It is absurd and contrary to the principles of Human Rights Watch for Mr. Albert to say in the New Times of 14/09/12 that Human Rights Watch hates Rwanda because of what he calls another damning report accusing Rwanda, alongside the M23 mutineers, of a “horrific trail of new atrocities in Eastern Congo” defined as large-scale war crimes. Unfortunately Mr. Albert is ignoring or is misinformed on how Human Rights groups work, Human Rights groups expose the human rights violations by the governments and for his information they are never friendly with sitting governments especially in Africa because they always expose their wrongs.

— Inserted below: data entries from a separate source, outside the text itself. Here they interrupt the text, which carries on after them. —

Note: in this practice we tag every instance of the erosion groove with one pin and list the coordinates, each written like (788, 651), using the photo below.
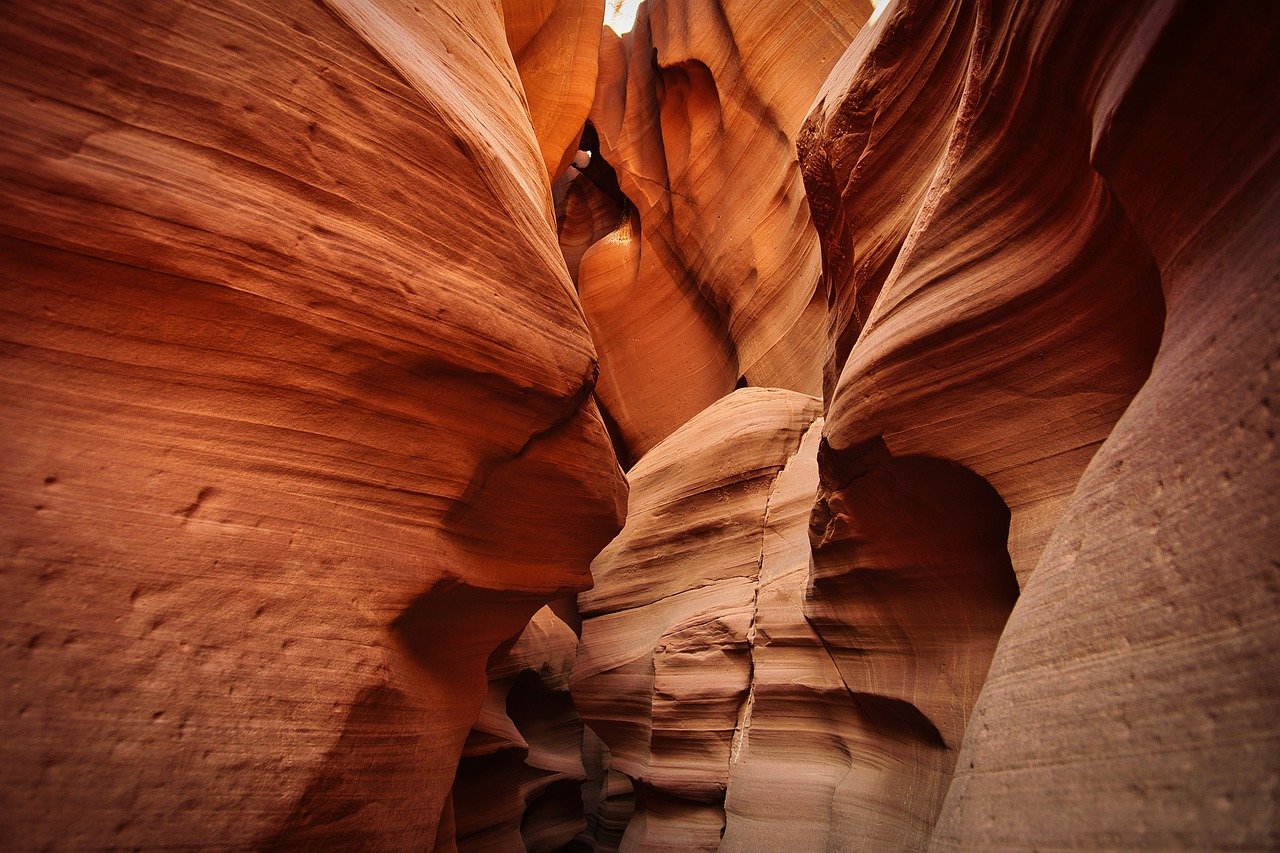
(586, 425)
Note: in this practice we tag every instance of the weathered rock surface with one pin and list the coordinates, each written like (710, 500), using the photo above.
(664, 673)
(714, 278)
(556, 46)
(257, 543)
(329, 329)
(520, 781)
(1041, 283)
(1134, 698)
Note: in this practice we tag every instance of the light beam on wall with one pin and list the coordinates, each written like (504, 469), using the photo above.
(620, 16)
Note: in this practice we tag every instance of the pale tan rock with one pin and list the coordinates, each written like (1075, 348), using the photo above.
(664, 667)
(289, 448)
(1133, 701)
(696, 109)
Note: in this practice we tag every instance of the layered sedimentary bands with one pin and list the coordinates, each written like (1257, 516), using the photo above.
(784, 425)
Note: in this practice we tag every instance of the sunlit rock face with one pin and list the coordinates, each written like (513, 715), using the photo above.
(664, 674)
(1134, 696)
(936, 345)
(291, 447)
(713, 276)
(999, 293)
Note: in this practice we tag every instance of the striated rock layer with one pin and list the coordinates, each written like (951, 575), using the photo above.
(663, 674)
(257, 544)
(1134, 697)
(307, 446)
(997, 297)
(712, 279)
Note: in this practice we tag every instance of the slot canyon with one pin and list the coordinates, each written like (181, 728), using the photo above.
(769, 425)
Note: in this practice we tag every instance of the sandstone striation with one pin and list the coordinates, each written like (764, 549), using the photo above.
(250, 515)
(1147, 638)
(713, 277)
(936, 345)
(520, 781)
(663, 673)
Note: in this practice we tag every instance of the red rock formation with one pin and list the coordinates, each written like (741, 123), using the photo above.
(999, 306)
(556, 46)
(305, 422)
(520, 780)
(696, 110)
(259, 544)
(1134, 697)
(664, 670)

While in developed world Human Rights groups are regarded as partners, in developing World and to certain extent backward nations like ours (Rwanda), are regarded as enemies. Is Mr. Albert forgetting the good job Ms Alison Des Forges did in our country during genocide? Is he aware of the sacrifice this lady gave to Rwanda by standing firm against the regime of Habyarimana? During that period the RPF movement praised her as a heroine. But when this lady started to demand human rights accountability from Kagme, the whole RPF apparatus turned against her and they started accusing her of hating Rwanda?
Is this the same hate Mr. Albert is trying to feed his readers in the New Times? To my understanding, Mr. Albert is not differentiating the State and the government. A government is a group of people who control a state at a given time, While a State is a political and geographical entity. Does Mr. Albert trying to inform the readers of New Times that when any human right group exposes the killings, disappearances of innocent people done by any government mean hating the country?
Alison Des Forges Des, who was senior adviser to Human Rights Watch’s Africa division for almost two decades before her death, dedicated her life to working on Rwanda and was the world’s leading expert on the 1994 Rwanda genocide and its aftermath. Dr Alison Des Forges was very instrumental of course through her Human Rights Watch to be among the first to highlight the ethnic tensions that led to the genocide, and when it happened and the world stood by and watched, Alison did everything humanly possible to save people in Rwanda. Alison Des Forges wrote the definitive account on the genocide that was taking place in Rwanda since 1990-1994 and it’s believed she knew more on Rwanda than any other western person and did more to document the genocide and to help to bring the perpetrators to justice.
Alison Des Forges was best known for her award-winning account of the genocide, “Leave None to Tell the Story,” and won a MacArthur Award (the “Genius Grant”) in 1999. She appeared as an expert witness in 11 trials for genocide at the International Criminal Tribunal for Rwanda, three trials in Belgium, and at trials in Switzerland, the Netherlands, and Canada. She also provided documents and other assistance in judicial proceedings involving genocide in four other national jurisdictions, including the United States all in the name of giving back the human beings and Rwandans in particular the dignity deprived of them by genocide governments.
Why Alison fell apart with the RPF Government?
Single handedly and courageously, Des Forges made herself unpopular in Rwanda by insisting that the rebel Rwandan Patriotic Front forces, which defeated the genocidal regime, should also be held to account for their crimes, including the murder of 30,000 people during and just after the genocide. The Rwandan government banned her from the country in 2008 after Human Rights Watch published an extensive analysis of judicial reform there, drawing attention to problems of inappropriate prosecution and external influence on the judiciary that resulted in trials and verdicts that in several cases failed to conform to facts of the cases and many conducted just to settle the political scores of the political opponents or those perceived to be.
The above testimony was not well received by the RPF regime and unfortunately by the big powers of the west and this made her unpopular, especially in the United States and in Britain. While the RPF regime and their backers the West hated her for her professionalism and impartiality, the office of the prosecutor in Arusha Tanzania relied on Alison as an expert witness to bring context and background and detailed knowledge of the Rwandan genocide, Many countries in Europe sought her expertise again and again on cases unfolding in their courts of individuals facing deportation, or on trial for alleged involvement in the Rwandan genocide.
The death of Dr Alison De Forges did not only rob the Human Rights Watch or her family a professional person but also the human race which she served with integrity and dedicated her life to the human dignity, the Rwandan community and the Great Lakes Region as a whole. At the time of her death, she had started working on a Human Rights Watch report about killings in eastern Congo by different armed groups, and their backers (Rwanda).
It is for this reason that Mr. Albert and his pay master are trying to hide their crimes by accusing the Human Rights Watch of being a Puppet , a puppet for who? It is evident that Human Rights groups are not popular in many countries which are known for gross human rights violations, and it wouldn’t be a surprise if Dr Alison Des Forges and human rights watch are admired and loved by many Rwandans but hated by authoritarian regimes and dictators like Mr. Kagame and their proxies.